僕は昨日、寝る前に気付いた事実を狩野に話した。

つまり、猫はいまの季節は忙しいんじゃないかってこと。



「それは知ってるよ!でも、居なくなったのはマツリだけなんだよ」

「それはそうだけどさ、理由としてはあり得るだろう。」

「いまごろ、大恋愛してるってこと」

「かも。

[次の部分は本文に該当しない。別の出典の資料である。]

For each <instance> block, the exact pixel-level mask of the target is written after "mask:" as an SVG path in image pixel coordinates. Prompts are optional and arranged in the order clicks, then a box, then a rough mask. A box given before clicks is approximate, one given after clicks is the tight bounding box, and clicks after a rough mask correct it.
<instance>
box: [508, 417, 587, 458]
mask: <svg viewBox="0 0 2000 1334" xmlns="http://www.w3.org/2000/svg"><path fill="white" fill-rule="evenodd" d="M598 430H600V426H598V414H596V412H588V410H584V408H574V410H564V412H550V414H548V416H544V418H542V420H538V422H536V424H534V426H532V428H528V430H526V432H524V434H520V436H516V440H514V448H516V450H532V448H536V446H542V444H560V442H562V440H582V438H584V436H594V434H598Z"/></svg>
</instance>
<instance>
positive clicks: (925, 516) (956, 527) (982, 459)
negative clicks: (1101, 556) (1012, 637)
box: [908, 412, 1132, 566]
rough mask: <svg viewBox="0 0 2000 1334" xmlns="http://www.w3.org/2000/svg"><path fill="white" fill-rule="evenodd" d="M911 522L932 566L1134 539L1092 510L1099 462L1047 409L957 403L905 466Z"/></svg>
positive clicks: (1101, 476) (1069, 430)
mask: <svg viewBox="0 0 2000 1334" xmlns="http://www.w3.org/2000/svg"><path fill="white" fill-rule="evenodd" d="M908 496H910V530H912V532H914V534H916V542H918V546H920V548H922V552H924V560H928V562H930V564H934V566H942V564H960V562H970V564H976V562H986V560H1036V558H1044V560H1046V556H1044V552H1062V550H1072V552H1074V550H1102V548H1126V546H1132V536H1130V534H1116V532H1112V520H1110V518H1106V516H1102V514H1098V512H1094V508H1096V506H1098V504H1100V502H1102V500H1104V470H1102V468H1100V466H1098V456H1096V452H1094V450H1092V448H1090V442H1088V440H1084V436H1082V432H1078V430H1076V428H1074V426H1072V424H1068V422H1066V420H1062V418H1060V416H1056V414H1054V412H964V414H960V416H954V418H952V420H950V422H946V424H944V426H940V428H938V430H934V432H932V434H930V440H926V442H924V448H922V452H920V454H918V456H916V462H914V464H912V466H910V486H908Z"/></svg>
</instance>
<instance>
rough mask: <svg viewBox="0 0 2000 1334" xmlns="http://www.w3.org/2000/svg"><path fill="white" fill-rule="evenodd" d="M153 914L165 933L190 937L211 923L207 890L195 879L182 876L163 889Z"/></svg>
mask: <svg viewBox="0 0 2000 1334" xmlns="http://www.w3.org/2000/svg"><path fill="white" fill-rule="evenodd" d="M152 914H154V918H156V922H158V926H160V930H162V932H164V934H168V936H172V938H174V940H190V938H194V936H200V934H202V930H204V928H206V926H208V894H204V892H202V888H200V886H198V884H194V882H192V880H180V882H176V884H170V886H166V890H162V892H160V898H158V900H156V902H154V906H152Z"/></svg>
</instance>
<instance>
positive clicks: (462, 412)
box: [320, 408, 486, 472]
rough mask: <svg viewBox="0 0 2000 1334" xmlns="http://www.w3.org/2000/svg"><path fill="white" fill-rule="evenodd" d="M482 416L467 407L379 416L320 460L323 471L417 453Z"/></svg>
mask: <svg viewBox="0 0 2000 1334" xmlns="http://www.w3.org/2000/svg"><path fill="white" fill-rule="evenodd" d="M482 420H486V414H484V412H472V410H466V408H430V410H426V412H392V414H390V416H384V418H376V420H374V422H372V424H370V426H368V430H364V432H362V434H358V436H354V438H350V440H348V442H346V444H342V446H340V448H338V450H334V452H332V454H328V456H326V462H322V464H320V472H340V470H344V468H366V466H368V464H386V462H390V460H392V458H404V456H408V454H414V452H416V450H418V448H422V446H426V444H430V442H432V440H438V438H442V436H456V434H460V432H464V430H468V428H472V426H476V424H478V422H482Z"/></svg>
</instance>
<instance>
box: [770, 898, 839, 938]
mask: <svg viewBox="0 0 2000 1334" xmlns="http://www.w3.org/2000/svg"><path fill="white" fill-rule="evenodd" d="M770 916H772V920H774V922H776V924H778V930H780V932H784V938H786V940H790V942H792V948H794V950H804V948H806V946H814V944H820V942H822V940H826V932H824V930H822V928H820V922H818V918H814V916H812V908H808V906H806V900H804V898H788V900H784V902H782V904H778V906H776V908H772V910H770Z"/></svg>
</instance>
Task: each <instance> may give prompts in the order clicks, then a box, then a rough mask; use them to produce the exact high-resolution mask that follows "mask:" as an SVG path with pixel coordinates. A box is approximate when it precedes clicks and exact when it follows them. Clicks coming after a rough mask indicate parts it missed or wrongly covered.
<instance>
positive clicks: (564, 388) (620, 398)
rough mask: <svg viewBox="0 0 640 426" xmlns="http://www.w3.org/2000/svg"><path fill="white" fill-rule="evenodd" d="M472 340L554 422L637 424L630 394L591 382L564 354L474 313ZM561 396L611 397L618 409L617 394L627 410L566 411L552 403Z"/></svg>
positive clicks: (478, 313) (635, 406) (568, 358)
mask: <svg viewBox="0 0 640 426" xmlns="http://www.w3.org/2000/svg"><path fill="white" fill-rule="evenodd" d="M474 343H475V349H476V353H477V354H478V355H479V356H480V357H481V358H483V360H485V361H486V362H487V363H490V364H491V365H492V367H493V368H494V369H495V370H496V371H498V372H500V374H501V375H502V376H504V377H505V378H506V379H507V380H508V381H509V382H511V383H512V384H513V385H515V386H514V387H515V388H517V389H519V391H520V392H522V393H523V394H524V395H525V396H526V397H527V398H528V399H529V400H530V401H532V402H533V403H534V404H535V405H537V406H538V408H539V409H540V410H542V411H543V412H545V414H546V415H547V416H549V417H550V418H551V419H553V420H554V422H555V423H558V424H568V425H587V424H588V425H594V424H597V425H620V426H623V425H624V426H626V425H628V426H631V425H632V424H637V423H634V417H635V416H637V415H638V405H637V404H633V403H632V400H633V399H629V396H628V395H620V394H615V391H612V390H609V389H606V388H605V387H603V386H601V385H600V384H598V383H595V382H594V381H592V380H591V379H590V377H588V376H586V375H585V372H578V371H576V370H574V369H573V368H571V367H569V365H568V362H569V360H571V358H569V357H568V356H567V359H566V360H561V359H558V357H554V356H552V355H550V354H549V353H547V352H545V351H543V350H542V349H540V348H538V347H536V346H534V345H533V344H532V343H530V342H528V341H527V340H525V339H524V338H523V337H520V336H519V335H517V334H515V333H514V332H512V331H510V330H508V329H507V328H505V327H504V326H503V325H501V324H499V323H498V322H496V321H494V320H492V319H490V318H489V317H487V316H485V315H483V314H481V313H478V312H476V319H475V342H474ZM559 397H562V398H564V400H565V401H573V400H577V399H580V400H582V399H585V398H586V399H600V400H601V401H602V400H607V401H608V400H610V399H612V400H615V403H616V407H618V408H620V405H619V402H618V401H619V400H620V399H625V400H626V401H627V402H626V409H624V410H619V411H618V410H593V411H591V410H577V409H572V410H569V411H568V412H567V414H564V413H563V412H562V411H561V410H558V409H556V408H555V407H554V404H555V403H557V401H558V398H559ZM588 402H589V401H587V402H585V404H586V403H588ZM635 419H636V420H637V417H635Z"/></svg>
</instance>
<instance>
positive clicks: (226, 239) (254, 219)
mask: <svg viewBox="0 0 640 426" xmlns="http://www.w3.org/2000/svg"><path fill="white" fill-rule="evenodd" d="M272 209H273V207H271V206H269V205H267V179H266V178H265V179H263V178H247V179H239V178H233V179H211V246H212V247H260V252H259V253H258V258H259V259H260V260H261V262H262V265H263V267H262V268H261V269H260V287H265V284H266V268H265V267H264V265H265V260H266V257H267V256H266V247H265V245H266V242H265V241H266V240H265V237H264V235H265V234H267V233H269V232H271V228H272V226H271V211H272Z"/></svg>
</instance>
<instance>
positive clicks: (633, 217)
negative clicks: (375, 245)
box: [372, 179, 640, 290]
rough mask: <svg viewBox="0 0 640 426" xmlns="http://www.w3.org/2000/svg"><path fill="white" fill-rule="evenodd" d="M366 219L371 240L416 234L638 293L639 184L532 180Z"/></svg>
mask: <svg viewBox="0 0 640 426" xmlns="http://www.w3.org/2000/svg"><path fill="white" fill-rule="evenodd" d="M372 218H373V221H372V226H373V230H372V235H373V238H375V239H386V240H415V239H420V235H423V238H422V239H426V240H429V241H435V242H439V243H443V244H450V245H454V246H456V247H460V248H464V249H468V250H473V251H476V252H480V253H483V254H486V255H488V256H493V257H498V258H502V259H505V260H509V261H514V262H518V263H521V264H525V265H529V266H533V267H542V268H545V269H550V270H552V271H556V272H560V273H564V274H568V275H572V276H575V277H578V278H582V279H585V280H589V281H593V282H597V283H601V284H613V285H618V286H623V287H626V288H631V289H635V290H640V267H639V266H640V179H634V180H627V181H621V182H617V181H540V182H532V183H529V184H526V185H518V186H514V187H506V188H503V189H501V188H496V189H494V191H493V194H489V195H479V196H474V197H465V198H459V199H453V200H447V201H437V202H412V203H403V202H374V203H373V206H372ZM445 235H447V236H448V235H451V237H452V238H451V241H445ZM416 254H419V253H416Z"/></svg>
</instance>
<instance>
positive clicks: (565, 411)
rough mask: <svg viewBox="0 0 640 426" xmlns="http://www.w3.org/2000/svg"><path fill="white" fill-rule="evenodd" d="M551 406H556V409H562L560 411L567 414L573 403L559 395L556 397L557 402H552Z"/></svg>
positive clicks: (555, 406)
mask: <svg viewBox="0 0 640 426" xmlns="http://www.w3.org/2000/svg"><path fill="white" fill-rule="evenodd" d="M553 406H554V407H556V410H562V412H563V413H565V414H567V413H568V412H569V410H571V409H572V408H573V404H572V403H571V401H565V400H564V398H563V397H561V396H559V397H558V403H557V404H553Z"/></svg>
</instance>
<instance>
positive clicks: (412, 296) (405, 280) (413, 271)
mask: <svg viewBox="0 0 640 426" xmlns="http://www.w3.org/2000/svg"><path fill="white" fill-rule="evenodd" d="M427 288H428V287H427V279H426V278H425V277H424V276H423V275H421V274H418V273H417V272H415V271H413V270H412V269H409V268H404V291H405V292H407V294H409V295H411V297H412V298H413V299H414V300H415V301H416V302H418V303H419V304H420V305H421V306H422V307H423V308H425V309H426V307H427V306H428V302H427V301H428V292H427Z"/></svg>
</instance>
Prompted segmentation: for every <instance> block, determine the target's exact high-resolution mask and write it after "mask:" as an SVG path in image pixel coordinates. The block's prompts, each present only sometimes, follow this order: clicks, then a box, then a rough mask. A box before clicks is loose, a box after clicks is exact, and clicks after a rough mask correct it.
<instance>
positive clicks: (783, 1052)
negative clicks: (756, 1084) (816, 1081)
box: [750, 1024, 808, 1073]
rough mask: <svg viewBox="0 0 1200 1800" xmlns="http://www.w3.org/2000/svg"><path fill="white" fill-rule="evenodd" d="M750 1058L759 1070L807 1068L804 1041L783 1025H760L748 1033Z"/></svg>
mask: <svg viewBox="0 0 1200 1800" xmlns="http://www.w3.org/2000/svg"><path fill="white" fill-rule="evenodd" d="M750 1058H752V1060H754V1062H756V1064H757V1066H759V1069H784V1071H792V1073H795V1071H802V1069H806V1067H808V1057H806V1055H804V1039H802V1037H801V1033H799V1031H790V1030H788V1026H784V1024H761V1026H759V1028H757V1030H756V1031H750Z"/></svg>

」

「でも、2週間だ」


狩野はあまり納得のいかない様子だ。






「きょうの帰りも、探すの手伝ってくれよ」


そして、状況は結局変わらないのだった。










「絶対見つからないよ、昨日だってそうだっただろ」





放課後、昨日とまったく同じ帰りみちを

同じ様にキョロキョロと見渡しながら歩く。

今朝、狩野に事実を話した僕は、

わりともう(どうでもいいや)という気になっていた。


「どうして居ないんだろう」



とうとう今日も見つからなかったと、がっくり肩を落とす狩野だが

彼自身、成すすべがないことは知っているようだ。

昨日は“証明する!”とはりきっていた彼なのだが、

今日はそのことについてはまだ話していない。

彼の姉がいう、“二股疑惑”についてである。






結局、うなだれたまま家に帰っていった。



「家に帰ったら、意外と居るかもしれないぜ」


「だといいよね・・・・じゃあまた明日。」









狩野の落ち方は尋常じゃない。

本当に猫バカだな、アイツ。



みちには学校から帰る学生や、買い物帰りの主婦などがちらほら見える。



いちにち曇っていた今日の空は、夕方になっても重たかった。

一面、白と灰色に覆われて 圧迫感、 だろうか。

狭い、押し迫る感覚が嫌いだ。

そのうえ、夕方になってさらに冷えてきた。




はやく帰ろう、そう思って足を速めた。

その時だった。






「・・・マツリ?」





前方に見た事がある猫の姿。

僕が見ていることを瞬間的に感じて、ふっと振り返る。





やっぱり、マツリだ。





どうしよう、狩野に戻って教えようか。

でも多分、すぐにまたどこかに行ってしまうだろう。

とりあえず、電話・・





そう思って、制服のポケットから携帯電話を取り出そうとした時


マツリはサッと走り出した。








僕は同時に走り出し、自動的にマツリを追った。